Dextromethorphan is a salt of the methyl ether dextrorotatory isomer of levorphanol, a narcotic analgesic. It is chemically named as 3-methoxy-17-methyl-9(alpha), 13(alpha), 14(alpha)-morphinan hydrobromide monohydrate. DM occurs as white crystals, is sparingly soluble in water, and freely soluble in alcohol. The drug is dextrorotatory in water (at 20 degrees Celsius, Sodium D-line) with a specific rotation of +27.6 degrees.

Dextromethorphan is metabolized by various liver enzymes and subsequently undergoes O-demethylation, N-demethylation, and partial conjugation with glucuronic acid and sulfate ions.
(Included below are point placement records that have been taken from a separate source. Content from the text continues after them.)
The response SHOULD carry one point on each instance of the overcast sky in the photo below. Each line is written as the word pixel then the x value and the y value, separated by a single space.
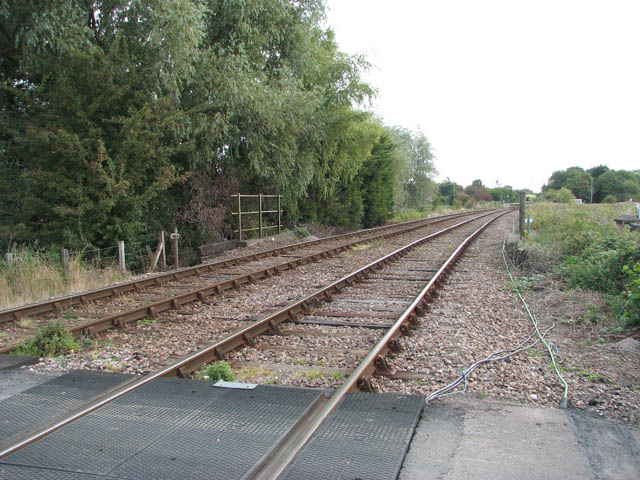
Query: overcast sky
pixel 505 90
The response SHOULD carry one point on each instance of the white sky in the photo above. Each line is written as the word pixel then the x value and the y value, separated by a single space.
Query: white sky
pixel 507 90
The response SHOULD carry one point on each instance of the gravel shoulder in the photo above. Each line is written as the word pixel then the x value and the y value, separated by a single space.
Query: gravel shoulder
pixel 478 313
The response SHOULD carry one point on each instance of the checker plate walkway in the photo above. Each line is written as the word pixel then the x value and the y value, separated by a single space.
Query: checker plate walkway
pixel 173 428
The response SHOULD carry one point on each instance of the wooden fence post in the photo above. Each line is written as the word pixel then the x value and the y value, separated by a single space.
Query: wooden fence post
pixel 239 217
pixel 65 262
pixel 260 213
pixel 521 223
pixel 163 258
pixel 175 236
pixel 123 265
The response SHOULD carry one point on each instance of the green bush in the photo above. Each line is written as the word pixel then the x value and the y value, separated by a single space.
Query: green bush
pixel 601 264
pixel 590 252
pixel 630 301
pixel 50 340
pixel 219 371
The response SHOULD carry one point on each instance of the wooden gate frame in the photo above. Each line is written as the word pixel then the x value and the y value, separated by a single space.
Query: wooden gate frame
pixel 260 211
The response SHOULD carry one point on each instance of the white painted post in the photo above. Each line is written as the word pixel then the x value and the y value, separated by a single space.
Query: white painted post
pixel 123 265
pixel 163 259
pixel 65 262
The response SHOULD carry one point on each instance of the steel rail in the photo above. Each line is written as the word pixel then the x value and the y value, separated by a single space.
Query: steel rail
pixel 122 319
pixel 59 303
pixel 283 454
pixel 241 337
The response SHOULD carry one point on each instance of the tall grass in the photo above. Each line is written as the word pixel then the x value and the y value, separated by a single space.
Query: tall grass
pixel 409 214
pixel 33 277
pixel 584 245
pixel 567 229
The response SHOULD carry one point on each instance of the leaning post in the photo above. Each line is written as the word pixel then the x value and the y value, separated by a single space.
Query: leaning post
pixel 239 217
pixel 521 222
pixel 279 212
pixel 175 236
pixel 65 262
pixel 123 265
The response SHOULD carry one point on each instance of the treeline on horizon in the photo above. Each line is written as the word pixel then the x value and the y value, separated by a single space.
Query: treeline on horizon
pixel 595 185
pixel 119 118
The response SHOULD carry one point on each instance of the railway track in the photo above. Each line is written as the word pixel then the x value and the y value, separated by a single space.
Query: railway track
pixel 411 274
pixel 89 313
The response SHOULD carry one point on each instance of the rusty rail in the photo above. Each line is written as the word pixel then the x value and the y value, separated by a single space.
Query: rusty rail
pixel 60 303
pixel 284 453
pixel 287 449
pixel 122 319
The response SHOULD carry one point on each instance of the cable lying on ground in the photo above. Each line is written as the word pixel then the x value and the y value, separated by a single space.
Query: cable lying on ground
pixel 494 357
pixel 504 354
pixel 564 402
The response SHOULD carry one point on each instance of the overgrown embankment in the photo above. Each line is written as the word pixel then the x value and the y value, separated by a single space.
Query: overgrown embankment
pixel 582 245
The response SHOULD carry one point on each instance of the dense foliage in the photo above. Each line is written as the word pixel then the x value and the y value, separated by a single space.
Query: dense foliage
pixel 122 117
pixel 590 252
pixel 605 185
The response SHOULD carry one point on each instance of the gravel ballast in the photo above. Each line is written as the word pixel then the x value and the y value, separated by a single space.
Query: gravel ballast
pixel 476 314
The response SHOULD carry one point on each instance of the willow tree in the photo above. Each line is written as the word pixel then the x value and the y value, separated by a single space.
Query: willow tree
pixel 118 117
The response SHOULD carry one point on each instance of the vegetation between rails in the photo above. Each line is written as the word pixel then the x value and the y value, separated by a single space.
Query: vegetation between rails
pixel 50 340
pixel 582 244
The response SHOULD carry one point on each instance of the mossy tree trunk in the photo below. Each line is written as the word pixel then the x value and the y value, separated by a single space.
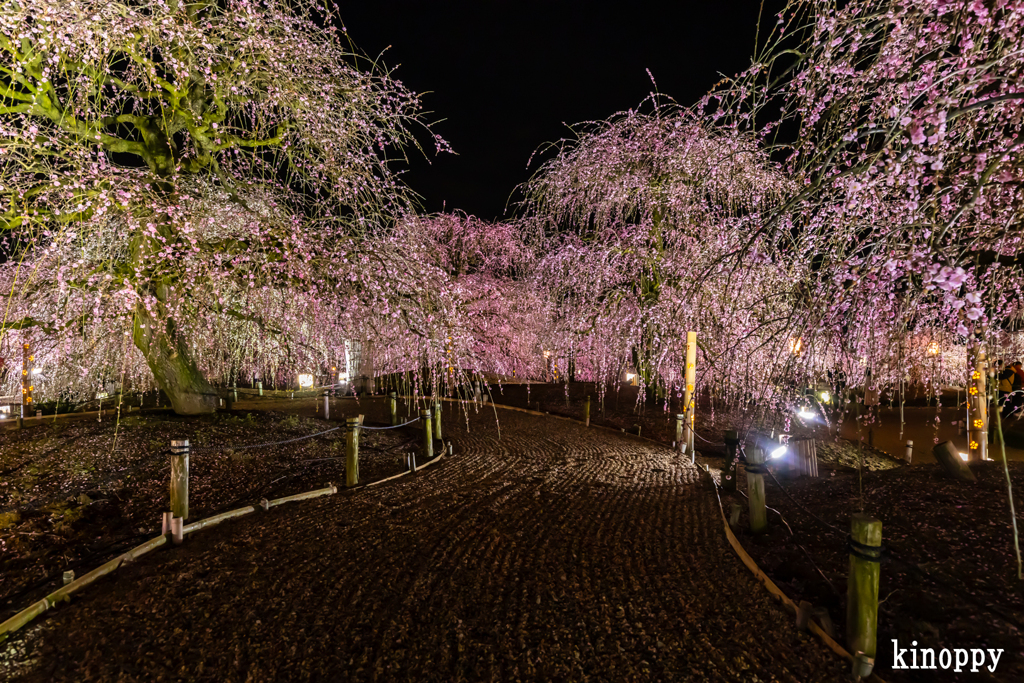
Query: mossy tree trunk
pixel 172 365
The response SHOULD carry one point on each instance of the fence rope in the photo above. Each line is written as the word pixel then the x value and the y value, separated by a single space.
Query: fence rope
pixel 992 609
pixel 391 427
pixel 261 445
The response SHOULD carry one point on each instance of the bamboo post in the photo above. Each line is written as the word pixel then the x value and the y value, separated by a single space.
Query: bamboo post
pixel 437 421
pixel 689 396
pixel 756 489
pixel 27 386
pixel 177 530
pixel 731 458
pixel 978 407
pixel 428 439
pixel 352 452
pixel 734 512
pixel 179 478
pixel 862 587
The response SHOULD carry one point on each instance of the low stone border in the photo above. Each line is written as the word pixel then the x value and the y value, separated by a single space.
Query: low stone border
pixel 776 591
pixel 65 593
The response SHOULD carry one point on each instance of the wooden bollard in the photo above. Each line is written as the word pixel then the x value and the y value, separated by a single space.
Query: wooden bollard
pixel 177 530
pixel 734 512
pixel 680 440
pixel 862 587
pixel 428 437
pixel 756 489
pixel 179 478
pixel 731 458
pixel 352 452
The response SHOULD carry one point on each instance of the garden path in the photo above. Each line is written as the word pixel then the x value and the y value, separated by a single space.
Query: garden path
pixel 554 552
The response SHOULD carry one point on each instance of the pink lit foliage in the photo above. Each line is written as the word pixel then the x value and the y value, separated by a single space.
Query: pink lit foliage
pixel 644 210
pixel 901 124
pixel 493 319
pixel 208 180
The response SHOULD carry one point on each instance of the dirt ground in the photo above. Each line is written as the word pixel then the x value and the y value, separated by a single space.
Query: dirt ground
pixel 544 552
pixel 73 495
pixel 951 578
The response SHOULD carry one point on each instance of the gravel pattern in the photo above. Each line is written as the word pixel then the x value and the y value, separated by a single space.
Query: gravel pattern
pixel 551 553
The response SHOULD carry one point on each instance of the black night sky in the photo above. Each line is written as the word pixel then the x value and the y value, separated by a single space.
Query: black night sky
pixel 505 76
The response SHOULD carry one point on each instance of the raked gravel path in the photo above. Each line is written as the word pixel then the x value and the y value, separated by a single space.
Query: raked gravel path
pixel 556 553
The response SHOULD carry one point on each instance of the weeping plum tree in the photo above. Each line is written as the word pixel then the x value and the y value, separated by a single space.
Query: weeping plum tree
pixel 496 317
pixel 901 123
pixel 193 176
pixel 643 207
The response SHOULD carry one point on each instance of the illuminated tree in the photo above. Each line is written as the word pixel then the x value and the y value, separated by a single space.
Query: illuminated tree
pixel 644 207
pixel 900 123
pixel 205 177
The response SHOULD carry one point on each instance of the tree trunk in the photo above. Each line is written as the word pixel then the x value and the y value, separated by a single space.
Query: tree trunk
pixel 173 368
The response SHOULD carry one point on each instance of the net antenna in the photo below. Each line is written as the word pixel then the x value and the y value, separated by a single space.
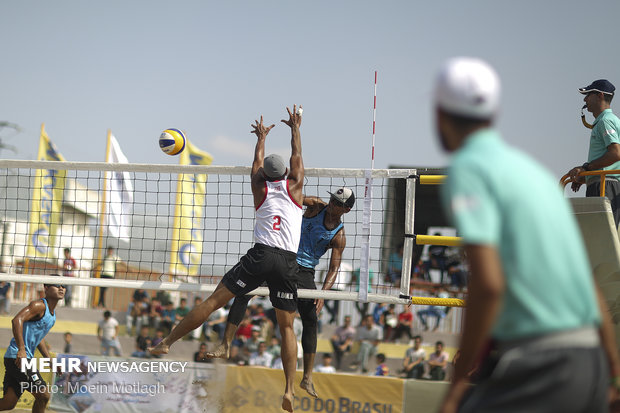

Hours after dextromethorphan therapy, (in humans) the metabolites (+)-3-hydroxy-N-methylmorphinan, (+)-3-morphinan, and traces of the unchanged drug are detectable in the urine.

Indications

The FDA approved dextromethorphan for over-the-counter sale as an cough suppressant in 1958. This filled the need for a cough suppressant lacking the abuse liability and addictive properties of codeine phosphate, the most widely used cough medication at the time. The advantage of dextromethorphan preparations over those containing codeine (now prescription only in the United States) was the lack of physical addiction potential and sedative side-effects.

Pharmacodynamics

At therapeutic doses, the drug acts centrally to elevate the threshold for coughing, without inhibiting ciliary activity. Dextromethorphan is rapidly absorbed from the gastrointestinal tract, and exerts its activity within 15 to 60 minutes of ingestion. The duration of action after oral administration is approximately three to eight hours. Because administration of DM can be accompanied by histamine release, its use in atopic children is very limited.

The average dosage necessary for effective antitussive therapy is between 10mg and 30mg every four to six hours.

According to the WHO committee on Drug Dependence, dextromethorphan, when used recreationally (see non-medical use of dextromethorphan), doesn't produce physical addiction but can generate slight psychological dependence in some users.

Clinical pharmacology

Following oral administration, dextromethorphan is rapidly absorbed from the gastrointestinal tract, where it enters the bloodstream and crosses the blood-brain barrier. The first-pass through the hepatic portal vein results in some of the drug being metabolized into an active metabolite of dextromethorphan, dextrorphan, the 3-hydroxy derivative of dextromethorphan. The therapeutic activity of dextromethorphan is believed to be caused by both the drug and this metabolite. Dextromethorphan is predominantly metabolized by the liver, by various hepatic enzymes. Through various pathways, the drug undergoes (O-demethylation (which produces dextrorphan), N-demethylation, and partial conjugation with glucuronic acid and sulfate ions. The inactive metabolite (+)-3-hydroxy-N-methylmorphinan is formed as a product of DM metabolism by these pathways. One well known metabolic catalyst involved is a specific cytochrome P450 enzyme known as 2D6, or CYP2D6. A significant portion of the population has a functional deficiency in this enzyme (and are known as poor CYP2D6 metabolizers). As CYP2D6 is the primary metabolic pathway in the inactivation of dextromethorphan, the duration of action and effects of dextromethorphan are significantly increased in such poor metabolizers. Deaths and hospitalizations have been reported in recreational use by poor CYP2D6 metabolizers.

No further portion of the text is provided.